Metallurgist Carla Martini at the University of Bologna in Italy and her colleagues are probing the affected pipes' composition using atomic absorption and X-ray fluorescence spectroscopy. This has confirmed that the corrosion seems to occur only in pipes containing 1.5–2% tin. “These traces of tin seem to have a big influence on corrosion,” Martini says.

Tinned goods

Winded: many lead organ pipes in Europe, such as this one from the organ above, are disintegrating. Credit: PARISH OF ST JAKOBI

This may explain why most organ pipes in Britain seem to be immune to the phenomenon. “I've only seen two cases in my 30-year career,” says John Norman, a London-based consultant who advises the Churches Conservation Trust on organ preservation. At the time the corroded pipes were made, the main source of Europe's tin was Cornwall. As a result, it was much cheaper in Britain than in continental Europe — so British organ pipes contain up to 20% tin.

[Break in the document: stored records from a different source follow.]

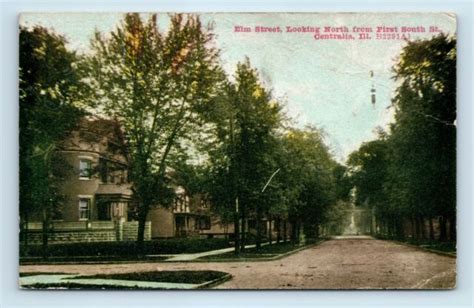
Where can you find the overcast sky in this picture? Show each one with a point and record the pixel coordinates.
(325, 83)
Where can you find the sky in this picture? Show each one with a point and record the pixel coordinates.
(324, 83)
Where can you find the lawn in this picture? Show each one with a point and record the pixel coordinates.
(125, 249)
(194, 277)
(125, 281)
(266, 251)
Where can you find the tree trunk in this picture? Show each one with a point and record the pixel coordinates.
(413, 231)
(442, 229)
(141, 229)
(236, 228)
(278, 227)
(243, 230)
(270, 231)
(432, 237)
(45, 233)
(258, 226)
(293, 231)
(452, 228)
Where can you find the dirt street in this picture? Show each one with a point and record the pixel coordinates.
(346, 263)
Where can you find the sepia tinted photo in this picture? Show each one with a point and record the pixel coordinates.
(237, 151)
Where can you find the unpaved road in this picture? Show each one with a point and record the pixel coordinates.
(346, 263)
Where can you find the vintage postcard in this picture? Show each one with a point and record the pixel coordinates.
(237, 151)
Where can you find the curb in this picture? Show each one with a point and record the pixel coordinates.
(438, 252)
(215, 282)
(277, 257)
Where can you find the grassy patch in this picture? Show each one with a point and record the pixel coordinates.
(194, 277)
(428, 244)
(440, 246)
(113, 249)
(266, 251)
(40, 273)
(80, 286)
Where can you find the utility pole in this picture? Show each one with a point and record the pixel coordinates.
(234, 188)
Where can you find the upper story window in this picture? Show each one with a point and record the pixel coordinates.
(112, 173)
(85, 168)
(84, 208)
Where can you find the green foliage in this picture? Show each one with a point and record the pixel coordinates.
(49, 86)
(411, 172)
(168, 246)
(155, 84)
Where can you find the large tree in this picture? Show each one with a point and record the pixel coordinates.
(410, 173)
(154, 84)
(49, 86)
(246, 119)
(423, 137)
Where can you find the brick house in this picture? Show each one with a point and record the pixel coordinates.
(97, 195)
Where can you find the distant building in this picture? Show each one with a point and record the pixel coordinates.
(97, 198)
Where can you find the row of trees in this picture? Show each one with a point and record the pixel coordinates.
(408, 175)
(226, 137)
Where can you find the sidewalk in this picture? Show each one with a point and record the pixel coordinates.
(194, 256)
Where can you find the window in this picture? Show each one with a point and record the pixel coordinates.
(205, 223)
(84, 169)
(84, 208)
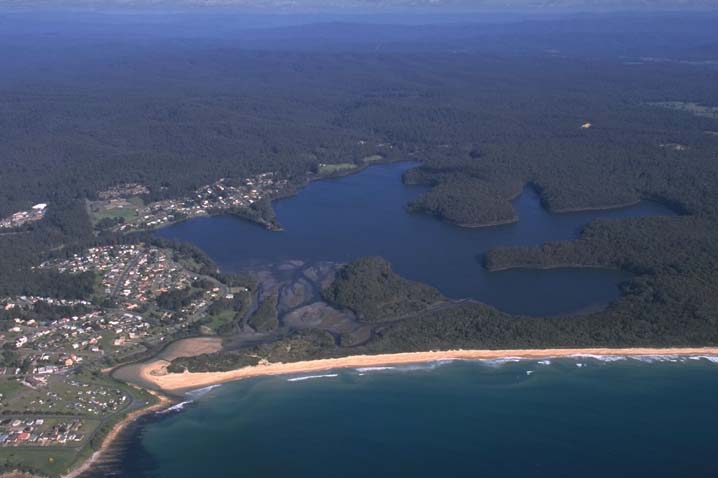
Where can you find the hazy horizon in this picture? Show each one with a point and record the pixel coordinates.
(360, 6)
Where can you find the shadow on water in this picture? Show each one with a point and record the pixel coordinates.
(365, 214)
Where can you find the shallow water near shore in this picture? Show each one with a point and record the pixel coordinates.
(365, 214)
(568, 417)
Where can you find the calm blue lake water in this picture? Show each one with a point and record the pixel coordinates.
(461, 419)
(365, 214)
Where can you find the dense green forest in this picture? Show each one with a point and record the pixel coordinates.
(369, 288)
(482, 121)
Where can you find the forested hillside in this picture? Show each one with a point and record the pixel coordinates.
(485, 109)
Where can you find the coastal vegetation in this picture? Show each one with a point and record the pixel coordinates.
(483, 112)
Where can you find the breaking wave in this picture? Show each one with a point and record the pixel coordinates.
(174, 408)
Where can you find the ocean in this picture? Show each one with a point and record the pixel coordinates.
(580, 417)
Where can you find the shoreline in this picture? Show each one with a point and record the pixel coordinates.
(155, 372)
(168, 387)
(162, 403)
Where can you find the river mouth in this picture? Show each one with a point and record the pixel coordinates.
(338, 220)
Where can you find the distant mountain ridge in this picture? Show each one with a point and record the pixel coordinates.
(370, 6)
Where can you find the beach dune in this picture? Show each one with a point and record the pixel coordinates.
(155, 372)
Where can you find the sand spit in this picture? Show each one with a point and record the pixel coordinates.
(155, 372)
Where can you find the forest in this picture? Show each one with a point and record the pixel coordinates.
(580, 120)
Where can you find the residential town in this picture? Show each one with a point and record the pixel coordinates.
(46, 341)
(23, 218)
(24, 431)
(225, 194)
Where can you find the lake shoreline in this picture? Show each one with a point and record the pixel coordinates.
(155, 372)
(169, 388)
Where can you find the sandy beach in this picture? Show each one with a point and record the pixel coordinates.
(162, 402)
(155, 372)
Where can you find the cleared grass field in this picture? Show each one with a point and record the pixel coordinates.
(336, 168)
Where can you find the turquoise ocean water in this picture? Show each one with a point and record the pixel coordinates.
(568, 418)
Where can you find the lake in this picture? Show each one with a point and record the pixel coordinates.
(365, 214)
(569, 418)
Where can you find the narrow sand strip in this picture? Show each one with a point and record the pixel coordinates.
(155, 372)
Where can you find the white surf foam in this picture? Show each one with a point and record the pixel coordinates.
(175, 408)
(601, 358)
(202, 391)
(710, 358)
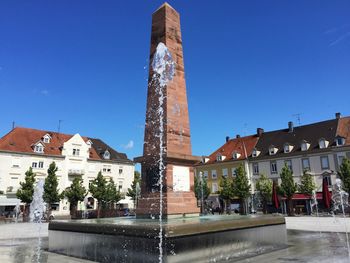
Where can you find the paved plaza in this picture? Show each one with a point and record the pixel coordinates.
(19, 243)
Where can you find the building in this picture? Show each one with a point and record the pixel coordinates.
(74, 156)
(318, 148)
(224, 162)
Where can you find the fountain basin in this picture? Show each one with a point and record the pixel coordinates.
(197, 239)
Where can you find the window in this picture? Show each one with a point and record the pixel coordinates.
(304, 146)
(272, 150)
(205, 173)
(340, 141)
(214, 188)
(255, 168)
(15, 163)
(76, 152)
(225, 172)
(273, 166)
(287, 148)
(106, 155)
(214, 174)
(39, 148)
(234, 172)
(306, 164)
(322, 143)
(289, 164)
(324, 162)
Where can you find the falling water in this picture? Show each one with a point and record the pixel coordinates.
(37, 210)
(314, 203)
(164, 71)
(340, 201)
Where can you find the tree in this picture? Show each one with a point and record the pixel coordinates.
(344, 174)
(198, 188)
(264, 186)
(75, 193)
(288, 187)
(97, 188)
(51, 194)
(132, 190)
(26, 191)
(307, 186)
(226, 191)
(241, 188)
(111, 195)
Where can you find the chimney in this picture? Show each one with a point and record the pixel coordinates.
(290, 126)
(259, 131)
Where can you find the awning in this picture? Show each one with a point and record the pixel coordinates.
(299, 196)
(5, 201)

Why corrosion should occur only in low-tin pipes remains a mystery. The metal itself isn't responsible, says Martini. Her optical- and electron-microscope analyses are revealing that the low tin-content pipes also contain large amounts of impurities such as copper, antimony and bismuth. These influence the pipes' microstructure — the size and arrangement of crystal-like pieces of metal separated by air spaces and impurities. Martini suspects that understanding how the impurities promote corrosion is likely to provide the key to the mystery. But after hundreds of years, it is difficult to know how the pipes' composition has changed over time. “There's a lot we may never understand,” says Martini. “One thing you cannot emulate is time passing.”

Lovers of organ music can only hope that the COLLAPSE project produces a cure for the corrosive condition before too much more time elapses. Bergsten and his colleagues aim to devise a way to treat the pipes chemically to prevent the reaction that is gnawing away at them. In the longer term, they hope to understand the relationship between the composition and manufacture of the old pipes, and their wonderful sound. Then it might be possible to replace badly corroded pipes with new ones, without compromising the instruments' distinctive voices.

Aficionados can only hope that the project makes rapid progress. For now, the Lübeck Stellwagen is still playable, says Lutz Jedeck, pastor of St Jakobi's. “Works take on a special freshness due to the glorious and unmistakable tonal colour of the instrument,” he enthuses. “But the holes get larger and larger.”